RECORD EVERYTHING. You can delete it if it sucks. You can’t go back to a good jam you forgot to record.
This // a bit off-topic // but as a noob on the subject – do you store these on some public cloud or just for Yourself? I like to record / make songs on my soundcloud, but the free version is soon getting out of space. soundcloud, because it was one of the first services I saw that I can store my music on, and have access to it for example via my iphone.
I’ve been trying to do this recently, initially to make sure I explore the vult modules I recently purchased but lately in an attempt to get an idea of what I want from a real life rack. I haven’t got very far with it yet though.
Just for me, so I can curate heavily what I share! I share a bit more on VCV communities because sometimes I want to share a neat/stupid patching trick I found interesting but isn’t a legit song, but with the rest of the world, so far it’s just one album of live jams on bandcamp.
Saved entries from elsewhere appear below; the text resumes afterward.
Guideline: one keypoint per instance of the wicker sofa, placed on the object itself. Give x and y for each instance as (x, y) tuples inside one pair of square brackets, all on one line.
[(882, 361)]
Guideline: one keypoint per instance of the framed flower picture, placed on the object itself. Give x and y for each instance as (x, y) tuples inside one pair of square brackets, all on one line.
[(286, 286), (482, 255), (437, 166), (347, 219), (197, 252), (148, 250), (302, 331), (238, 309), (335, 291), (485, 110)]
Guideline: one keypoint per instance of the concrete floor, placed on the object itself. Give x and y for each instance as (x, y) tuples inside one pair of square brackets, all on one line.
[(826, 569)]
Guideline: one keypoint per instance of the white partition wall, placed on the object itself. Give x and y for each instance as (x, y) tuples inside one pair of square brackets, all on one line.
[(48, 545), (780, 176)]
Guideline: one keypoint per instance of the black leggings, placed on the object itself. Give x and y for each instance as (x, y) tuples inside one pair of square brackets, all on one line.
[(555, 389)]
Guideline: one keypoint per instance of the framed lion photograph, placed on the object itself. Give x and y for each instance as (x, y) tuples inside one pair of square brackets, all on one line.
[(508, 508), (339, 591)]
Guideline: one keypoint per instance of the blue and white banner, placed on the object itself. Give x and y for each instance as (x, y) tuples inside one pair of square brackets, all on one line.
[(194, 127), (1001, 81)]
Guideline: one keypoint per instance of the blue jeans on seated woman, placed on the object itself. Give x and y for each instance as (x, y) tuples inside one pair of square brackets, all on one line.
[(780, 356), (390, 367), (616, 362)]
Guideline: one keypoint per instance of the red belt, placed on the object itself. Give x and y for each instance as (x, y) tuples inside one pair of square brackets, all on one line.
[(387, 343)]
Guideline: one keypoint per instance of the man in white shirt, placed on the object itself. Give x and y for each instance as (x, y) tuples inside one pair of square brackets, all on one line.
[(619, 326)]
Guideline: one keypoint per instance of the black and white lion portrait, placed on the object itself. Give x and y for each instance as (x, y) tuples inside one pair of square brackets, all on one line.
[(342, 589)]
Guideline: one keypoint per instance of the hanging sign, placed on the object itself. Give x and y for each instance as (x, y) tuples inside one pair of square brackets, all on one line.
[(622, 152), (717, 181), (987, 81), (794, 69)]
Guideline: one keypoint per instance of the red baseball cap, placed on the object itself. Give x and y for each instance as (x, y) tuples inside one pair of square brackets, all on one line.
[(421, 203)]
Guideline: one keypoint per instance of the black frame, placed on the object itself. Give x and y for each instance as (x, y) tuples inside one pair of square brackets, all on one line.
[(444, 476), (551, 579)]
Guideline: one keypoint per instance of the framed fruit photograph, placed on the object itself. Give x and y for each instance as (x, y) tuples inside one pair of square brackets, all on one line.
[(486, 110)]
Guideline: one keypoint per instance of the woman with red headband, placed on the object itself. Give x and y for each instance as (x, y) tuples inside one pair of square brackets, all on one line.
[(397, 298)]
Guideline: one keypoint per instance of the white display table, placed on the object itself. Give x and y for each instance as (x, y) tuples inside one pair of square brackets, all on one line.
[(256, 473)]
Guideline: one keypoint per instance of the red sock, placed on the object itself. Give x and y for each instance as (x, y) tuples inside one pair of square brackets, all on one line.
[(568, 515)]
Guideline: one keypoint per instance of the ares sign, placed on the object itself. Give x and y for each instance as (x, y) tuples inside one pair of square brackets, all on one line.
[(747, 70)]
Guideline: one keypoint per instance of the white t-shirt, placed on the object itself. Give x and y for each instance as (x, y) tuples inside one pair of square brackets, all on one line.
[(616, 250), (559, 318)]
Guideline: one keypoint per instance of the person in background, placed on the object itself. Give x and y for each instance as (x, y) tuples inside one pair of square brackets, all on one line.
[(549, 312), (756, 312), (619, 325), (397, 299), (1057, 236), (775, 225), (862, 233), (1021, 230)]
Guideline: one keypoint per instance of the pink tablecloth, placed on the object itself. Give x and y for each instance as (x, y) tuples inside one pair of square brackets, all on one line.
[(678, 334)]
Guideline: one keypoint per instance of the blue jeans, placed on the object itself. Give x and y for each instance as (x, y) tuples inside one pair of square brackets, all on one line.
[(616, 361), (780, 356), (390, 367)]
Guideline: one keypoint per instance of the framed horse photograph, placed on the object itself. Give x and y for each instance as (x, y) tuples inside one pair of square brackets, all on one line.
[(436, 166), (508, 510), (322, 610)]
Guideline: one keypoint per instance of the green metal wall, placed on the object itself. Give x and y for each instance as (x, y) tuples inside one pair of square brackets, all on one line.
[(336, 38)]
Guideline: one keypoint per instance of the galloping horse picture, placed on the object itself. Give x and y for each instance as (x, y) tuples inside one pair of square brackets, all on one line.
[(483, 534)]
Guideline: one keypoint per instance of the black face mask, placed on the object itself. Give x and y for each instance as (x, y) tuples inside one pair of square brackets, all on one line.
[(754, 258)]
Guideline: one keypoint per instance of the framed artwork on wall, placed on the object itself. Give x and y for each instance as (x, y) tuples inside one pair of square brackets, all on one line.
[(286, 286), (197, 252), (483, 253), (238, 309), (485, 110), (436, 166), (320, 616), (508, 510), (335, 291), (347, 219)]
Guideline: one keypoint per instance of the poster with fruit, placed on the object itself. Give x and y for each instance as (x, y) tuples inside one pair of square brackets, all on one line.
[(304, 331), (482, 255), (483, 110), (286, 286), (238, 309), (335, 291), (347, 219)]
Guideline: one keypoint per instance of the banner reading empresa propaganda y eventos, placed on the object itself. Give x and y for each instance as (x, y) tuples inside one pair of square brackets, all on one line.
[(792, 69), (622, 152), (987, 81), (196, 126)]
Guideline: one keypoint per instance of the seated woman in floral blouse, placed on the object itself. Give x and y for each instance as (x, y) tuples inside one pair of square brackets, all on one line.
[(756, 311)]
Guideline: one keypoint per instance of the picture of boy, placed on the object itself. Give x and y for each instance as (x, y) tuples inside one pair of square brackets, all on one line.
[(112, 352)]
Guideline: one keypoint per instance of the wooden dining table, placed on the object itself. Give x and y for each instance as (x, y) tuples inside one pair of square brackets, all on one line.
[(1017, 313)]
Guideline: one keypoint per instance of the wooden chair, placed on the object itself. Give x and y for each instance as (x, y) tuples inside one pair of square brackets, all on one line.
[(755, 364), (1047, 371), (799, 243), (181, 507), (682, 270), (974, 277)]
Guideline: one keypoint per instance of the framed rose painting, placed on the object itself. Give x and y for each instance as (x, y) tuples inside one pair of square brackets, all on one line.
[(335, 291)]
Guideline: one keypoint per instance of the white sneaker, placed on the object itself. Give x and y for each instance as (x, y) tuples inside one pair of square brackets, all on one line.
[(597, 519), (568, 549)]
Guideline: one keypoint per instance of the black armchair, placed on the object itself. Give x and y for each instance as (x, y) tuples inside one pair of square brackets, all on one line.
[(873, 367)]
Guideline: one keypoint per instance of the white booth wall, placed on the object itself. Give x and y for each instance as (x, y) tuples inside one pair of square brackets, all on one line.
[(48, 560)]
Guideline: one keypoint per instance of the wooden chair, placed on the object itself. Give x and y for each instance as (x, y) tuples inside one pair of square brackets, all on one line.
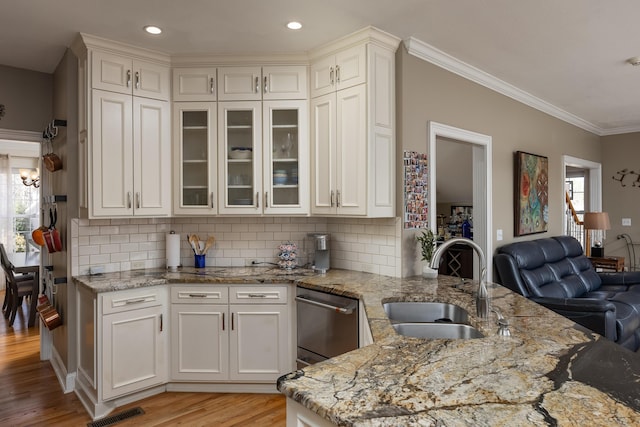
[(17, 288)]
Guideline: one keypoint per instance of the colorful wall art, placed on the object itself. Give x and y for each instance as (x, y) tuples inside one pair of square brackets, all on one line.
[(532, 194), (415, 190)]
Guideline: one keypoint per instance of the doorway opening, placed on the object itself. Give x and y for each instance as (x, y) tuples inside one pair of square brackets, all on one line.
[(481, 179), (583, 187)]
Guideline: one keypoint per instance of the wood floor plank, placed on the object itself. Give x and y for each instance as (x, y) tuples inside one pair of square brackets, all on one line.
[(30, 394)]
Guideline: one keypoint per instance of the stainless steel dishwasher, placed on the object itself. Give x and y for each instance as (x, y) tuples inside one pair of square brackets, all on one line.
[(327, 325)]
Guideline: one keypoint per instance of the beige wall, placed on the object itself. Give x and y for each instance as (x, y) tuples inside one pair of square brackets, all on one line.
[(429, 93), (27, 97), (621, 152)]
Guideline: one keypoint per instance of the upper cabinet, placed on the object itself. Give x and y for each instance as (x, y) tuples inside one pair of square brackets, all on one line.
[(128, 75), (353, 126), (194, 84), (262, 83), (339, 71), (124, 130)]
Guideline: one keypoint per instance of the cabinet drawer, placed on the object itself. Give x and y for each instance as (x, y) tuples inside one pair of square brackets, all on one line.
[(199, 295), (134, 299), (258, 294)]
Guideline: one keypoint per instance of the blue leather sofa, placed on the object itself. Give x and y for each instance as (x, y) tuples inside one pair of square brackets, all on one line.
[(555, 272)]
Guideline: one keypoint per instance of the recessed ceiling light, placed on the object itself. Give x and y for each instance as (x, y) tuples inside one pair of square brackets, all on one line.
[(152, 29)]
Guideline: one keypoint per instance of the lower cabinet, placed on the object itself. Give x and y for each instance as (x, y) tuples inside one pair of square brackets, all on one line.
[(123, 345), (230, 333)]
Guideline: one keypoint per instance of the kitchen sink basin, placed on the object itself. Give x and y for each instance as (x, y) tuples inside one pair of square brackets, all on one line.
[(437, 330), (433, 312)]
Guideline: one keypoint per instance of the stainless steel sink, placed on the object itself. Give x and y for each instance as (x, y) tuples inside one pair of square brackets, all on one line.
[(434, 312), (437, 330)]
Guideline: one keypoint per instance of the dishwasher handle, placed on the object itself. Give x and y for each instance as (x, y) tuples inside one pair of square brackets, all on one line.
[(341, 310)]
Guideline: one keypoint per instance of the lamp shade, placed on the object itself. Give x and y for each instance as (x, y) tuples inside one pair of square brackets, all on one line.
[(596, 221)]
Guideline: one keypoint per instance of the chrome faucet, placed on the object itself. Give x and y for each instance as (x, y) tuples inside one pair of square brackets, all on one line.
[(482, 296)]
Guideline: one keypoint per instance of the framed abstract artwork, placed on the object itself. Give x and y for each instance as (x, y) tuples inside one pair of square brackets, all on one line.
[(532, 194)]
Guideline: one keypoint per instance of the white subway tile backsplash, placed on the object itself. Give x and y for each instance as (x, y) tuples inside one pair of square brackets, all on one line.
[(371, 245)]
That makes me think - I could really use a rolling buffer recorder. You know, how for example modern gaming GPU and consoles can be constantly recording the last 15 minutes, and if it’s good you can commit it to file. Gonna post this into the ideas thread, haha.
- Delete the libraries that you don’t use so much or you’ve never used (it’s easy on VCV download them all and get lost)
- From there start to think on what do you use often and which type of sound do you like and try to build a patch by limiting yourself - for example “no more than X chans or no more than X OSCs”.
I guess you need to do some research and understand better what suits best for you
On that topic, would there be interest (especially from people who make text/video tutorials) to workshop together a good beginner’s system? Like, a small curation that makes judicious choices to be ripe with exploratory potential, capable of making a full drums + bass + chords + melody song, low CPU enough to run on your average laptop, versatile enough you can patch things at random and often get fun noises out of it?
My own aesthetic is definitely way too maximalist to have good opinions to offer on such a system, but i think it could be a good way to help beginners get over the paralysis of having too many choices
I think this is a great idea. One or more “standard” racks for beginners, for challenges, etc. Also, maybe clones of classic synths?
I have heard discussion of this before. Maybe on this forum.